Thank you for looking at this!
谢谢你看这个!
I am trying to build some Regex that works in JavaScript that will match ALL URL parameters and their values that are not in my predefined list. Example:
我正在尝试构建一些在JavaScript中工作的正则表达式,它将匹配所有URL参数及其不在我的预定义列表中的值。例:
Raw URL:
/folder/index.html?knownParamA=1234&unknownParamA=1234&knownParamB=1234&unknownParamB=1234
My List of Know Parameters:
我知道参数列表:
((knownParamA|knownParamB|knownParamC)=[^&]*&?)/gi
Resulting (Cleaned up) URL:
结果(清理)URL:
/folder/index.html?knownParamA=1234&unknownParam=1234
Ultimately, I want to capture a cleaned up version of any URL with only the parameters and values I need. There's tons of parameters on my website that are meaningless to me and only get in the way. One solution I found required a look back but I don't think JavaScript supports those.
最终,我想捕获任何URL的清理版本,只包含我需要的参数和值。我网站上的大量参数对我来说毫无意义,只会妨碍我。我找到的一个解决方案需要回顾一下,但我认为JavaScript不支持这些。
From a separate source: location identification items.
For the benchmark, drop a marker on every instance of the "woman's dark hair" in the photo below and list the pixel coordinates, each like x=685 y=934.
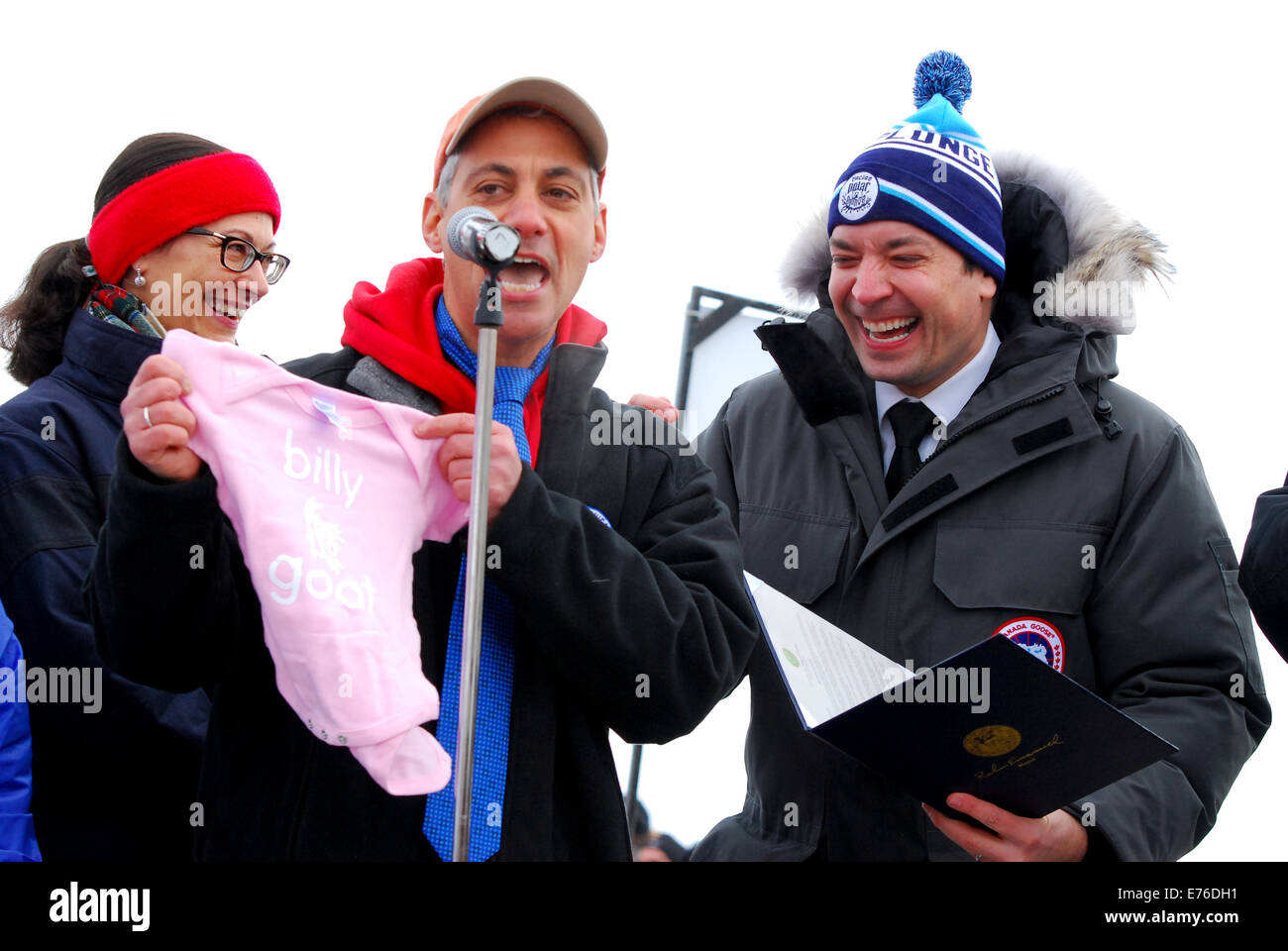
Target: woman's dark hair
x=33 y=325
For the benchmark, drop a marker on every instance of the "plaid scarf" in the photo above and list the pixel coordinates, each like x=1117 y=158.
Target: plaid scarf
x=123 y=309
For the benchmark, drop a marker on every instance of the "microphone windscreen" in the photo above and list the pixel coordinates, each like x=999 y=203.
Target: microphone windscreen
x=455 y=226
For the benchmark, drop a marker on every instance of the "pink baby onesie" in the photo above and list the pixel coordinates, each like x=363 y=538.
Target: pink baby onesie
x=330 y=493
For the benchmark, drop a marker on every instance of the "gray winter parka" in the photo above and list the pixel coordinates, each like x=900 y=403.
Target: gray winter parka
x=1056 y=493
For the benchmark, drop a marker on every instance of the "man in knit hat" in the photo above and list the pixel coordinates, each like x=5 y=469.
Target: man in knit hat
x=944 y=461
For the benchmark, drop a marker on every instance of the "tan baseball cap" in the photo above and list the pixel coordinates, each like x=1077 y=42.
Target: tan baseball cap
x=531 y=90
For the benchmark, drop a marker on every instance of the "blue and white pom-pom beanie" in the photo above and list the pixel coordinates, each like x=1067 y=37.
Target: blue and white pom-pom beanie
x=931 y=170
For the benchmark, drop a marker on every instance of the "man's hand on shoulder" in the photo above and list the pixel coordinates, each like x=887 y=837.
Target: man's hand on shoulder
x=1054 y=838
x=456 y=458
x=660 y=406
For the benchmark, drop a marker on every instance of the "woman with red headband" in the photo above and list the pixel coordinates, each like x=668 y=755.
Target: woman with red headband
x=181 y=238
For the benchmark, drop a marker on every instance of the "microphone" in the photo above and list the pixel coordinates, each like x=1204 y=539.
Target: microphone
x=476 y=235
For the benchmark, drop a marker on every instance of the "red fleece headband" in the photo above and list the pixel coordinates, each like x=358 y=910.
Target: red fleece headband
x=155 y=209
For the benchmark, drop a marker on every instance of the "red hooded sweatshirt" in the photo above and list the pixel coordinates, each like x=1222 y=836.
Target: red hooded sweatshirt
x=395 y=326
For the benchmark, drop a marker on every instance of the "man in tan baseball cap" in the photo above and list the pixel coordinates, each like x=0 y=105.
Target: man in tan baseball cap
x=613 y=589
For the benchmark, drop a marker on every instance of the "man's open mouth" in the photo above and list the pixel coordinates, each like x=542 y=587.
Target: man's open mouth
x=523 y=276
x=892 y=330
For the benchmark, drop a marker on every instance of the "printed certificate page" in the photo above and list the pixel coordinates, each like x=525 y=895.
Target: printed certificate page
x=827 y=671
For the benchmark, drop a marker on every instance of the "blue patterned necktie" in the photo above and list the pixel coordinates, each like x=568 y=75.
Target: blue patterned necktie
x=496 y=656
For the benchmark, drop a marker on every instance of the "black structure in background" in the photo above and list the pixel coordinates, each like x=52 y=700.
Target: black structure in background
x=698 y=325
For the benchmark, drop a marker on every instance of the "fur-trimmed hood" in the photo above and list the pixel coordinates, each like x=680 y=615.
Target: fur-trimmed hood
x=1086 y=276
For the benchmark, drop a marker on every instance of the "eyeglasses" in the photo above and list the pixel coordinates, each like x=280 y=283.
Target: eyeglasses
x=240 y=256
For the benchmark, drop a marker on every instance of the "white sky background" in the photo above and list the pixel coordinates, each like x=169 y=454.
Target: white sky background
x=728 y=125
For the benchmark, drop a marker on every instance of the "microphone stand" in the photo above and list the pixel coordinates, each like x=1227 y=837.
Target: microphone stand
x=487 y=317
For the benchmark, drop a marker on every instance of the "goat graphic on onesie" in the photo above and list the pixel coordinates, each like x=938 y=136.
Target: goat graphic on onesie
x=330 y=493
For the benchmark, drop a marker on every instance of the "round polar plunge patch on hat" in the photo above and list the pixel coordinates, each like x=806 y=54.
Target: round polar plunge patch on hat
x=857 y=196
x=1038 y=638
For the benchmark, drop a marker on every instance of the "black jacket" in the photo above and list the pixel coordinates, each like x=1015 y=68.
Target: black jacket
x=1050 y=461
x=640 y=628
x=117 y=784
x=1263 y=574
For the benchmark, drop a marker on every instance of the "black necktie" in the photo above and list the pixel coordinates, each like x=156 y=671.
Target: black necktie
x=911 y=424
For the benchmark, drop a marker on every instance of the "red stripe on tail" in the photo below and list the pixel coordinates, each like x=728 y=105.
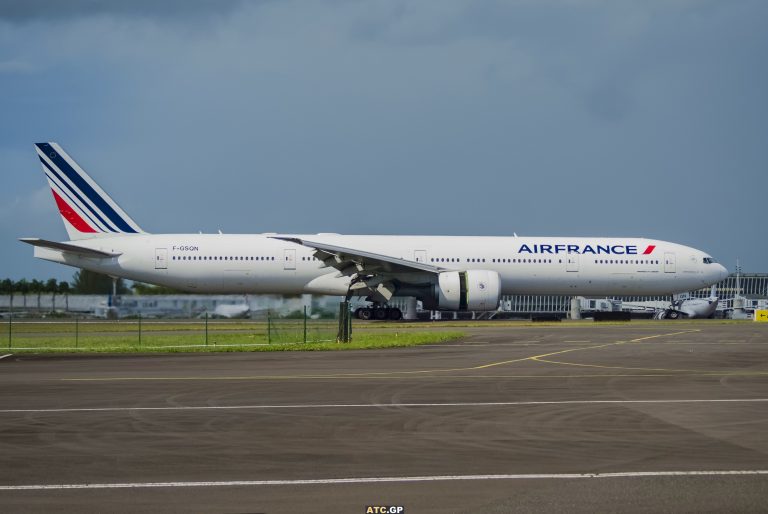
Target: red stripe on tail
x=70 y=215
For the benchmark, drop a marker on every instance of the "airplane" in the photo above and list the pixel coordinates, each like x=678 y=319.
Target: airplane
x=691 y=307
x=451 y=273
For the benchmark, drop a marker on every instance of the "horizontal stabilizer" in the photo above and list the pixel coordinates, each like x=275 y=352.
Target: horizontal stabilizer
x=68 y=247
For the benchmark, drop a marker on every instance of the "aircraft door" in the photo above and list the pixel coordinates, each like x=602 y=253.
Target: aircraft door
x=669 y=263
x=161 y=258
x=572 y=262
x=289 y=259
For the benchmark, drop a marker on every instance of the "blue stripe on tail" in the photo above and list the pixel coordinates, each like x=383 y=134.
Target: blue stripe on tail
x=85 y=188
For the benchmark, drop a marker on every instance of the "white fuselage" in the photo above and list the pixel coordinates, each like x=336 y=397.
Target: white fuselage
x=216 y=263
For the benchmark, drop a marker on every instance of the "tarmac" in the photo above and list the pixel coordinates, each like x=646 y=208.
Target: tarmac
x=638 y=417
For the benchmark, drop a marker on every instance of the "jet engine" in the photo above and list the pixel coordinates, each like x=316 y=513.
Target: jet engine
x=471 y=290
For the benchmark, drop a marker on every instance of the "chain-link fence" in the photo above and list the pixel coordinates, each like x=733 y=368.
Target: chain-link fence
x=137 y=333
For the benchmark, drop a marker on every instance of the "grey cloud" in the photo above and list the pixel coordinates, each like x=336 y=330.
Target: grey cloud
x=58 y=10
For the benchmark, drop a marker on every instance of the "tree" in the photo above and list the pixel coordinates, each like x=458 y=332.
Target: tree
x=64 y=289
x=90 y=282
x=52 y=286
x=6 y=287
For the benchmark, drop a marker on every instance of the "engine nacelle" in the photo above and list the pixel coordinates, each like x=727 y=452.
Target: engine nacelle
x=471 y=290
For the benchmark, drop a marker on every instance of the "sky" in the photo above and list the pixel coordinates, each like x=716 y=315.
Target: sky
x=536 y=117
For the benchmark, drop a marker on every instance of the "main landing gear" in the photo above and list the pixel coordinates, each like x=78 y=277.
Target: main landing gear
x=379 y=313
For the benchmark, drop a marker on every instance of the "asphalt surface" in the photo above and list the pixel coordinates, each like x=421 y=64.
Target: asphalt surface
x=642 y=417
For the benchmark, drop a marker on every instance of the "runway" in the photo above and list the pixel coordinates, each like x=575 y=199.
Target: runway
x=665 y=416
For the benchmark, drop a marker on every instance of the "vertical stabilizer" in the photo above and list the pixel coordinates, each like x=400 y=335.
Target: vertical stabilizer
x=87 y=211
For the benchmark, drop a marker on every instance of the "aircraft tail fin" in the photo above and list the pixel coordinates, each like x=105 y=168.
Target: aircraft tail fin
x=86 y=210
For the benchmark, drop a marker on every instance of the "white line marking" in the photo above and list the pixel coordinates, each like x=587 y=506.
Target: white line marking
x=378 y=480
x=376 y=405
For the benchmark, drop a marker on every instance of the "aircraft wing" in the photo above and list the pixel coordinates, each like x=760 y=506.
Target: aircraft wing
x=68 y=247
x=350 y=261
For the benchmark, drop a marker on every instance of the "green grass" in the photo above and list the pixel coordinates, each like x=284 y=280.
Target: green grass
x=124 y=337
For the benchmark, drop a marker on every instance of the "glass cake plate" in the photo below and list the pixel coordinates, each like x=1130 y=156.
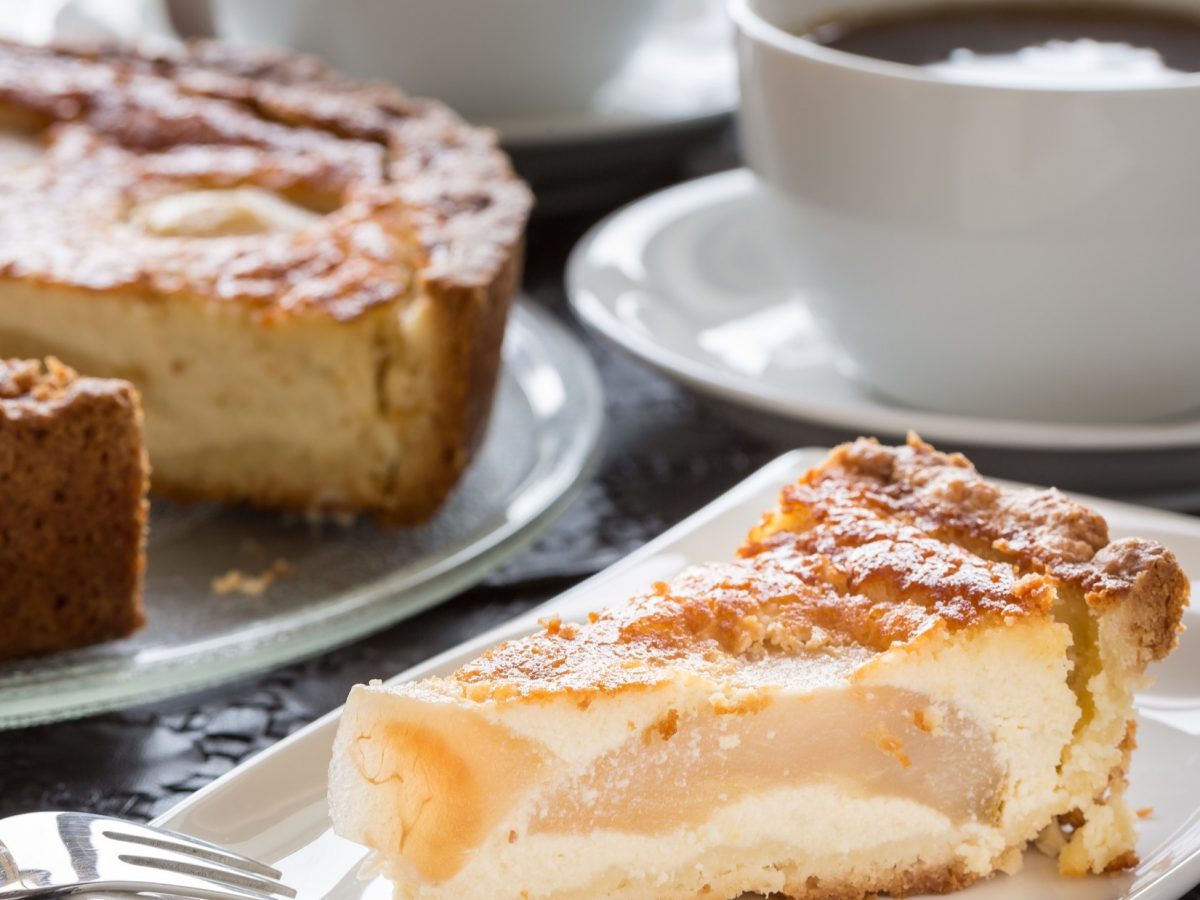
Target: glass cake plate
x=274 y=807
x=333 y=582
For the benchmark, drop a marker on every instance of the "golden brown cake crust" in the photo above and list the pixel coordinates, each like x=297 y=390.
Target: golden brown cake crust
x=1043 y=531
x=73 y=519
x=871 y=550
x=412 y=187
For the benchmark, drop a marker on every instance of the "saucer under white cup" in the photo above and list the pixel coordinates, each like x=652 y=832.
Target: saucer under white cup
x=983 y=250
x=687 y=281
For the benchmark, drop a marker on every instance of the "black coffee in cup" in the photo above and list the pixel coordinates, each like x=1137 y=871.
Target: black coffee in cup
x=1031 y=40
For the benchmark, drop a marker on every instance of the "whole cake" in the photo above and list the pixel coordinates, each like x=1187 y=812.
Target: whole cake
x=907 y=677
x=73 y=514
x=306 y=277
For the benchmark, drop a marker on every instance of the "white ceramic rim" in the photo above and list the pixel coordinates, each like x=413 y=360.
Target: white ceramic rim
x=594 y=306
x=754 y=27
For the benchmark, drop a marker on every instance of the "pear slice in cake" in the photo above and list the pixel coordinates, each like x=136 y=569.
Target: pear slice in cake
x=907 y=676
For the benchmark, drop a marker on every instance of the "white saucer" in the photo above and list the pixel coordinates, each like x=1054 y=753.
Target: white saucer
x=683 y=77
x=685 y=281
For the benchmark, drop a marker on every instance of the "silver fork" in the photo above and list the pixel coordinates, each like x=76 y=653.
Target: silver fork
x=58 y=853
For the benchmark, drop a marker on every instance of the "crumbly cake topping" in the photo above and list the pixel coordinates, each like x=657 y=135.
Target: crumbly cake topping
x=399 y=185
x=30 y=381
x=1037 y=529
x=867 y=552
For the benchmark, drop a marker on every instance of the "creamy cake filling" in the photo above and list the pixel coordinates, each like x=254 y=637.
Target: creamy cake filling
x=221 y=213
x=18 y=148
x=870 y=742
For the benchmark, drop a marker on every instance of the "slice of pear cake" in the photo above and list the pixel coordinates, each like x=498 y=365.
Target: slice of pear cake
x=907 y=676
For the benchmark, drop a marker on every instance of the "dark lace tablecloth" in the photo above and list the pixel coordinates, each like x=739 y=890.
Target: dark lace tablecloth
x=666 y=453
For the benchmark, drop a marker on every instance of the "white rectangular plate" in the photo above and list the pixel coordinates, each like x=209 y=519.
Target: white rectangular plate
x=274 y=807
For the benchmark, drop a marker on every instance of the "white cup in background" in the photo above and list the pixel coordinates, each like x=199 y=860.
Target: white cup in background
x=1021 y=252
x=486 y=58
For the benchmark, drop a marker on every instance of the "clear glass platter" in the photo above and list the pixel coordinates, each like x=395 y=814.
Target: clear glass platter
x=337 y=581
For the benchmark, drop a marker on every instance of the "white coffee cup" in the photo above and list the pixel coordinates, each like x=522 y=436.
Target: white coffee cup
x=489 y=59
x=979 y=249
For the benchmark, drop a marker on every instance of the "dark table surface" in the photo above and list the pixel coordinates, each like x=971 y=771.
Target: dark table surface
x=666 y=454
Thank you so much for the help!!!
非常感谢你的帮助!!!
Solution Based on Feedback Below:
基于以下反馈的解决方案:
pageURL = window.location.pathname + window.location.search;
pageURL = window.location.pathname + window.location.search;
knownParams = 'knownParamA|knownParamB|knownParamC|knownParamD';
knownParams ='knownParamA | knownParamB | knownParamC | knownParamD';
var urlCleanerRegexStep1 = new RegExp('[?&](?!(?:' + knownParams + ')(?==))[^=]+=[^&]*', 'gi');
var urlCleanerRegexStep1 = new RegExp('[?&](?!(?:'+ knownParams +')(?==))[^ =] + = [^&] *','gi');
var urlCleanerRegexStep2 = new RegExp('?&', '');
var urlCleanerRegexStep2 = new RegExp('?&','');
cleanPageURL = pageURL.replace(urlCleanerRegexStep1, "").replace(urlCleanerRegexStep2, '?$1');
cleanPageURL = pageURL.replace(urlCleanerRegexStep1,“”).replace(urlCleanerRegexStep2,'?$ 1');
1 个解决方案
#1
0
Negative searches are tricky, and require zero-width lookaheads.
负搜索很棘手,需要零宽度前瞻。
This will find the unknown parameters and strip them out of the URL: (Update 2: This doesn't keep unknown parameters that start with known parameters any more.)
这将找到未知参数并将其从URL中删除:(更新2:这不会保留以已知参数开头的未知参数。)
step1 = url.replace(/[?&](?!(?:knownParamA|knownParamB)(?==))[^=]+=[^&]*/gi, '');
// "/folder/index.html?knownParamA=1234&knownParamB=1234"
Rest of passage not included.